ReviewAutoimmunity in celiac disease: Extra-intestinal manifestations
Introduction
The target organ of celiac disease (CD) is the human proximal small bowel and in the past, symptomatology encompassed mainly small bowel presenting symptoms. Being a constantly changing disease, in the last decades and nowadays, novel features are continuously being unraveled. A lot of new observations and scientific knowledge on its genetic markers, epidemiology, clinical presentations, mode of diagnosis, therapeutic evolvement and high risk conditions were accumulated. Before embarking on its extra-intestinal manifestation (EIM), a background on CD and its shared aspects with other autoimmune diseases (ADs) is presented.
Celiac disease is a life-long autoimmune condition [1] of the enteric tract, targeting mainly the small intestine and systemically multiple extra-intestinal sites, in genetically susceptible individuals.
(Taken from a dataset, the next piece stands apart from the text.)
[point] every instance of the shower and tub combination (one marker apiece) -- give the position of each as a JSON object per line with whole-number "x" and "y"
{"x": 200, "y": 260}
It affects 1–2% of Western populations and its incidence is continuously increasing [2,3]. Gluten is the storage protein of wheat and its alcohol soluble gliadins are the offending toxic molecules of the disease together with structurally related components found in barley, rye and less in oat [4]. Tissue transglutaminase (tTG) is the auto antigen [5,6] and two main auto antibodies: IgA-anti endomysium and IgA-anti tTG are the most frequently used serological markers to screen and diagnose the disease [7,8]. Lately, a new serological marker immerged, targeting neoepitope complexes formed when gliadin docks the tTG enzyme [9]. It appears that compared to the traditional IgA-tTG, the neoepitope tTG out performs and is considered as a reliable diagnostic marker and reflector of the intestinal pathology [10,11]. Interestingly, the microbial transglutaminase (mTG), a heavily used industrial food additive, that imitates functionally the tTG, was recently shown to induce specific antibodies in CD patients [12]. Potentially, it might represent a new environmental player in driving CD autoimmunogenesis [[13], [14], [15]].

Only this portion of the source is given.